Anaesthesia, Critical Care and Pain Medicine

Working in partnership to support community recovery and reduce readmission risk after Intensive Care

People requiring admission to an intensive care unit following a critical illness often leave hospital with multiple health and social care needs and many, around 25%, have an unplanned hospital readmission. Against this backdrop, members of the Edinburgh Critical Care Research Group, along with various NHS and Third Sector partners, have been awarded a quality improvement grant from the iHub Improvement Fund for a Lothian wide project to better support community recovery of ICU survivors and reduce their risk of early unplanned hospital readmission.

 

logos of Institution involved in the research including NHS Lothian, Edinburgh University, Midlothian Health and Social Care etc

General Background: The Experience of ICU Survivors

These ‘ICU survivors’ can experience significant clinical problems that affect them physically and psychologically. They may also face social problems such as employment, financial and family stresses. Consequently, many ICU survivors require significant support from community health and social care services. Family members and carers of ICU survivors may also require support from health and social care services given the stressfulness of their own experience.

The vast majority of ICU survivors look forward to getting home and recovering in familiar family surroundings. However if the right type of support from health and social care services is not forthcoming, their recovery can be negatively affected and they can end up back in hospital.

Research Involving ICU Survivors in Scotland

Researchers based at Edinburgh University’s Critical Care Research Group have been conducting research on ICU survivorship for over a decade. One recent research project on ICU survivors in Scotland found that 25% had had an early-unplanned hospital readmission to an acute bed within 90 days of their discharge home. A very high level.

Other research has identified key patient-centred factors (mobility problems, polypharmacy, fragile social support, multi-morbidity, mental illness and social deprivation) and key system-wide health care factors (poor discharge practices, slow communication across acute and primary care and medication error) that negatively affect ICU survivors’ community recovery and increases their risk of early-unplanned hospital readmission.

Over the last year, we have met with various health and social care groups in Lothian and Scotland to share learning and build partnerships to address ICU survivors’ recovery needs.

Using Research to Improve Practice: Our Successful Grant Award

Against this backdrop, members of the Edinburgh Critical Care Research Group, along with our partners, applied for and have been awarded a prestigious health improvement grant from the iHub Improvement Fund for a NHS Lothian wide health improvement project to better support recovery of ICU survivors and reduce their risk of early unplanned hospital readmission.

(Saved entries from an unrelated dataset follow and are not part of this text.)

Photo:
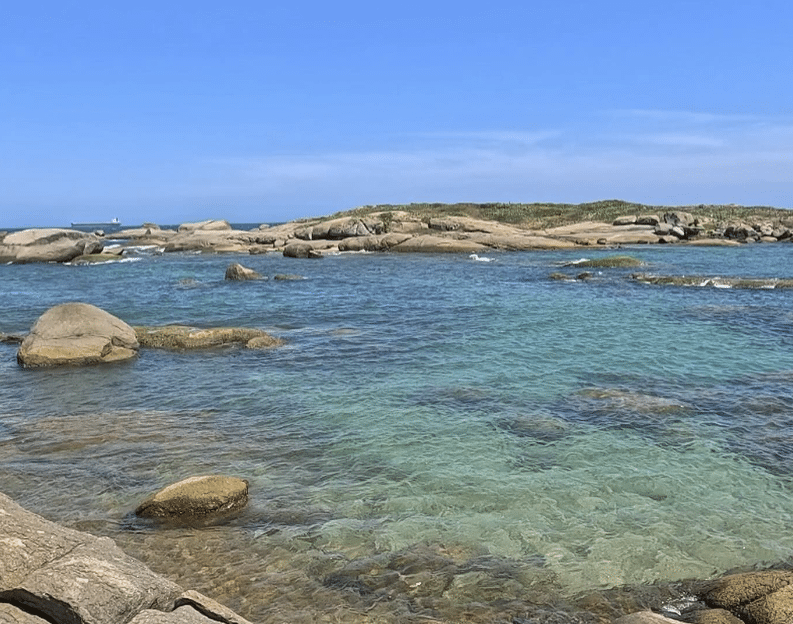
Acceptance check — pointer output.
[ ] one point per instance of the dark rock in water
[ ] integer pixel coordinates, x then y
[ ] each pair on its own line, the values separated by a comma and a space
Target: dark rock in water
301, 250
77, 334
713, 282
196, 496
608, 262
11, 338
68, 576
47, 245
185, 337
240, 273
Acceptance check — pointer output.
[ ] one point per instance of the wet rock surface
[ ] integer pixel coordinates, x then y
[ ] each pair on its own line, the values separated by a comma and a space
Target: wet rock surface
237, 272
47, 245
50, 573
196, 497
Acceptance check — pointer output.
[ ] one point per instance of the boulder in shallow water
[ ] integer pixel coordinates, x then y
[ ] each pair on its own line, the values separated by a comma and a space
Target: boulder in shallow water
47, 245
77, 334
196, 496
69, 576
186, 337
301, 250
237, 272
209, 224
714, 616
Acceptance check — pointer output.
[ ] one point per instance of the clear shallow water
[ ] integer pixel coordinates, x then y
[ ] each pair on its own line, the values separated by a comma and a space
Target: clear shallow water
501, 439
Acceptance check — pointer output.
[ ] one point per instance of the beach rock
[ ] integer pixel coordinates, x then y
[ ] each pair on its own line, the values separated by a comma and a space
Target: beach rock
209, 224
47, 245
77, 334
238, 272
69, 576
287, 277
210, 240
648, 220
374, 242
301, 250
436, 244
644, 617
186, 337
11, 338
773, 608
196, 496
96, 258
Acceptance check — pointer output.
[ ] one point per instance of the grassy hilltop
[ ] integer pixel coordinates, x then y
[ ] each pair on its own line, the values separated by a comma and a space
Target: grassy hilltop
542, 215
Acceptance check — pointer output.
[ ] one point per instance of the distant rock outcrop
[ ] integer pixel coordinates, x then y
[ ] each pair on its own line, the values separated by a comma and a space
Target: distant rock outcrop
186, 337
77, 334
237, 272
195, 497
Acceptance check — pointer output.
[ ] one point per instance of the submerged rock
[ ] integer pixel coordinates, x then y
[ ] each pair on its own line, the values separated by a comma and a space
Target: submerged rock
196, 496
186, 337
301, 250
49, 573
645, 617
713, 282
47, 245
756, 597
77, 334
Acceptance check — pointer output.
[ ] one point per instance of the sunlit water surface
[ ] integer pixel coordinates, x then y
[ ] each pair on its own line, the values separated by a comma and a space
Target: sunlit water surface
439, 438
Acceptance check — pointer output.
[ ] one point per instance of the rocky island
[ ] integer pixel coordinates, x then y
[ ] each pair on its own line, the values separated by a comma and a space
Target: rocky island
426, 228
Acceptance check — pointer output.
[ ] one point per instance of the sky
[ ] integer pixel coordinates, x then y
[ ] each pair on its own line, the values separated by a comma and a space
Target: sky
266, 111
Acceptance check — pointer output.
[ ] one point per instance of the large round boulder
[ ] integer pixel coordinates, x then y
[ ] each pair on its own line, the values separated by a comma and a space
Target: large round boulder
301, 250
237, 272
47, 245
77, 334
195, 497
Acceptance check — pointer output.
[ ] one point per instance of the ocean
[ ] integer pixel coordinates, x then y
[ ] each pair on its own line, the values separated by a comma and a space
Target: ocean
440, 438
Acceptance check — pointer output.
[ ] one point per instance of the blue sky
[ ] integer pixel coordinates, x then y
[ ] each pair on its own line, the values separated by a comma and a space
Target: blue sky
267, 111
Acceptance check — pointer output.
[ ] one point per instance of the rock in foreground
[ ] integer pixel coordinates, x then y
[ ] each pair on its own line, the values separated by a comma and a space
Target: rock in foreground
77, 334
196, 497
237, 272
47, 245
49, 573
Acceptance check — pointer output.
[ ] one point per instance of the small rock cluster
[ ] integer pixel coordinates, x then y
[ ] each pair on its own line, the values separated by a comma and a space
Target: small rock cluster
81, 334
49, 573
750, 598
683, 226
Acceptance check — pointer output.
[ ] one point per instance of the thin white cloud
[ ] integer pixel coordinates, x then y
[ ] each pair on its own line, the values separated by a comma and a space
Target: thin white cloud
703, 160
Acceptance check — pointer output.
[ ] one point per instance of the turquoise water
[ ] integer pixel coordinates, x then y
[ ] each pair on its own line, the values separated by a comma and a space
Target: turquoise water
590, 434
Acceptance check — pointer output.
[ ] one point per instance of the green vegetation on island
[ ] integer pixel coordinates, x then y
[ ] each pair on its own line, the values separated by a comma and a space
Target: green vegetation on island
550, 215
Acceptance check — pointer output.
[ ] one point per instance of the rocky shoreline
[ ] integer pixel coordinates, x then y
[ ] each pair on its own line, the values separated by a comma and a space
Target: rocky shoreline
389, 230
49, 573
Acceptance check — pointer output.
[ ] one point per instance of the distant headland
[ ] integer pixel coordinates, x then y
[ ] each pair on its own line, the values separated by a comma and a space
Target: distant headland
426, 227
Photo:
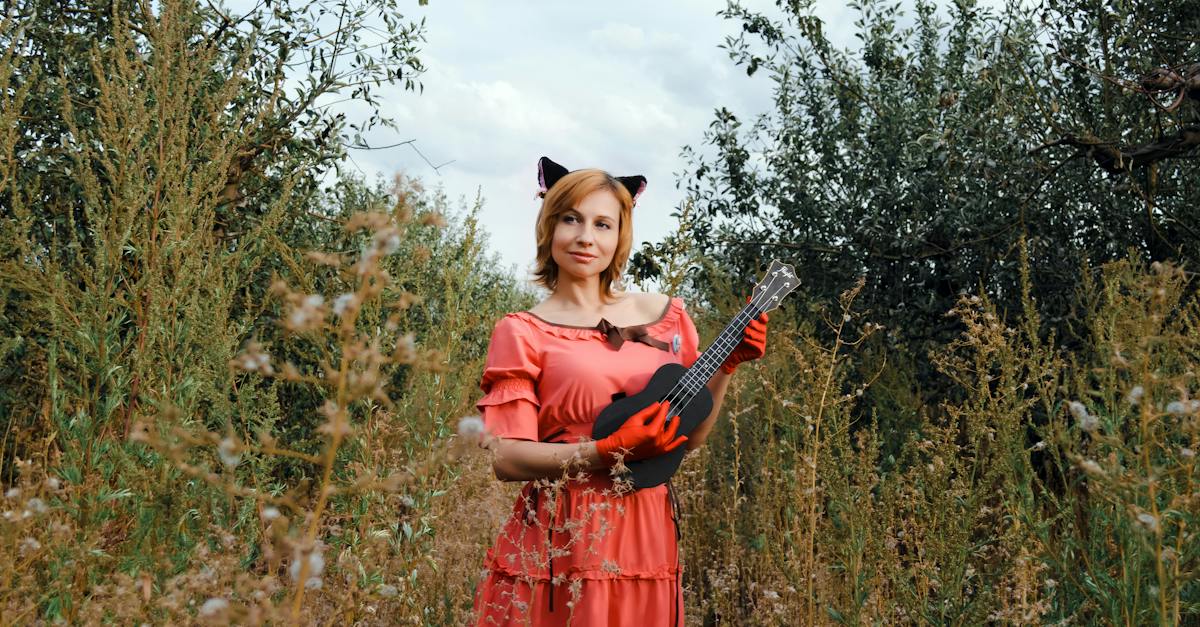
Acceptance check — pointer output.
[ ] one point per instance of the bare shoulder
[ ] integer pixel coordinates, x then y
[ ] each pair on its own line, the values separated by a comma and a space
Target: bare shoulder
651, 305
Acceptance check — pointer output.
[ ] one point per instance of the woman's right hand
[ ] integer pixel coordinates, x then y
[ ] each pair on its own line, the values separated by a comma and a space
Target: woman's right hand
642, 436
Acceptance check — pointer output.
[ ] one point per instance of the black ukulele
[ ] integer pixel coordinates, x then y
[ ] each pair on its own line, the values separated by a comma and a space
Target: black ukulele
684, 387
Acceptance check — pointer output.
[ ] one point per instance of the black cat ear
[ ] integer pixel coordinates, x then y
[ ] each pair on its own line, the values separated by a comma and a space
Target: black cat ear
636, 185
549, 174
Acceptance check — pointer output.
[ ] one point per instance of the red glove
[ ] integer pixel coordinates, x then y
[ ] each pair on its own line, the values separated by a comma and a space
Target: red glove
642, 435
753, 345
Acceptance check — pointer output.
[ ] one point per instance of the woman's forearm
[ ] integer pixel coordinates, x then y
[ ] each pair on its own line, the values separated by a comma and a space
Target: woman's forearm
520, 460
717, 387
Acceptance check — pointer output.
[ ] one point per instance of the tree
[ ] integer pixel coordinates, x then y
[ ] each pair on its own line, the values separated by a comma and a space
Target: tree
925, 157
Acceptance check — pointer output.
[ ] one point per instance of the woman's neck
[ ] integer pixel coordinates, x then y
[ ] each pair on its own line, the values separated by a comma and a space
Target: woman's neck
580, 294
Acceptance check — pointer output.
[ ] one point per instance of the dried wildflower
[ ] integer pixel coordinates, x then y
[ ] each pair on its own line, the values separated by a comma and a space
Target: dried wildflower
1135, 395
345, 303
406, 348
229, 452
1086, 422
316, 561
471, 428
1182, 407
387, 242
214, 607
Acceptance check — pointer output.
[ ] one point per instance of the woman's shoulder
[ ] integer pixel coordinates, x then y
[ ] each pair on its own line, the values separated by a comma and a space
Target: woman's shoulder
653, 306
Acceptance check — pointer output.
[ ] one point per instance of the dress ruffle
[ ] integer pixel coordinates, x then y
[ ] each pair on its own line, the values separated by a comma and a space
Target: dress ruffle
507, 390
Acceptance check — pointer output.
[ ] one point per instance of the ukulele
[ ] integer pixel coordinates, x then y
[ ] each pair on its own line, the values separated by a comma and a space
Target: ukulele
684, 387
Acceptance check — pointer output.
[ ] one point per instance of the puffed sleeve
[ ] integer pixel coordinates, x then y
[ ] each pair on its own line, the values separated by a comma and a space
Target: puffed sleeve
509, 407
689, 340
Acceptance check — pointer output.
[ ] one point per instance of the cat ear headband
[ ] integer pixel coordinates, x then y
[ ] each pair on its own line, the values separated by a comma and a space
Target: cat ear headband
550, 172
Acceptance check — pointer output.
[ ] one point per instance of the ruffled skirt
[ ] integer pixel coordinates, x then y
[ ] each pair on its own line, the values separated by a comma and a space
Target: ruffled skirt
613, 559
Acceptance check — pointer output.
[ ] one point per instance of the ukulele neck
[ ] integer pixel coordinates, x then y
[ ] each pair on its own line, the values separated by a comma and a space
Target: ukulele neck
697, 376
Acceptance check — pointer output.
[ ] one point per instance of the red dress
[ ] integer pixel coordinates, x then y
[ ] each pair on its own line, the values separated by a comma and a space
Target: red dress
615, 555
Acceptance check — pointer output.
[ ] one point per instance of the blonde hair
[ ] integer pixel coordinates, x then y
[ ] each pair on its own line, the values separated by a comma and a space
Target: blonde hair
567, 195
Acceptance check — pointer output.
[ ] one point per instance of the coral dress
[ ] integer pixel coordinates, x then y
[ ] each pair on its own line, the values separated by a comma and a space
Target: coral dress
612, 556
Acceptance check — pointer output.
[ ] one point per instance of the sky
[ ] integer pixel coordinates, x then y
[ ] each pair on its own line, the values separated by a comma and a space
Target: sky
619, 85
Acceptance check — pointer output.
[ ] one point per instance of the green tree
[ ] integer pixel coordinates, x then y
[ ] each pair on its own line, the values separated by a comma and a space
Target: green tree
922, 157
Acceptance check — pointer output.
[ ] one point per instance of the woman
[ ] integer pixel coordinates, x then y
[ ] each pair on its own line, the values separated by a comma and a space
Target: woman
577, 549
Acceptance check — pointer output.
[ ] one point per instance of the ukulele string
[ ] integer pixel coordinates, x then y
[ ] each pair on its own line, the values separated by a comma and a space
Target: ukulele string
682, 389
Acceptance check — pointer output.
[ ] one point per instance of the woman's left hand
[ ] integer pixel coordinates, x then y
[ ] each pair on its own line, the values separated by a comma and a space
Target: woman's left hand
753, 345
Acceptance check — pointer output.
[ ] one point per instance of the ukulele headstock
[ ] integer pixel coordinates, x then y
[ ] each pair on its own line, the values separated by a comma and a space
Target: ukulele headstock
779, 281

This unique multi-disciplinary and anticipatory care initiative will involve NHS Lothian, Edinburgh Health and Social Care Partnership, Midlothian Health and Social Care Partnership, Community Pharmacy Scotland, VOCAL (Voice of Carers across Lothian) and Carr Gomm (an Edinburgh based social prescribing group). Our project starts on 1st March and will last for 15 months.

The funding will go towards supporting the work of the project’s Principle Lead Dr Jim Marple a GP and Quality Improvement Fellow, and its Project Manager Dr Eddie Donaghy. It will also support critical care nursing staff to identify ICU patients’ most at risk of hospital readmission and to assess their key health and social care needs before and after their discharge home. We will be working closely with the above partners to improve ICU survivors’ recovery journey in general and, in particular, of those most at risk of early-unplanned readmission

One of the project’s key aims is to reduce early-unplanned hospital readmissions of ICU survivors in Lothian by 20% over the course of the project.

We will also conduct an evaluation of the project from the perspective of ICU survivors, their carers/family members and participating health and social care staff. Evaluation findings and learning from the project will be used to improve practice, and be shared across NHS Scotland.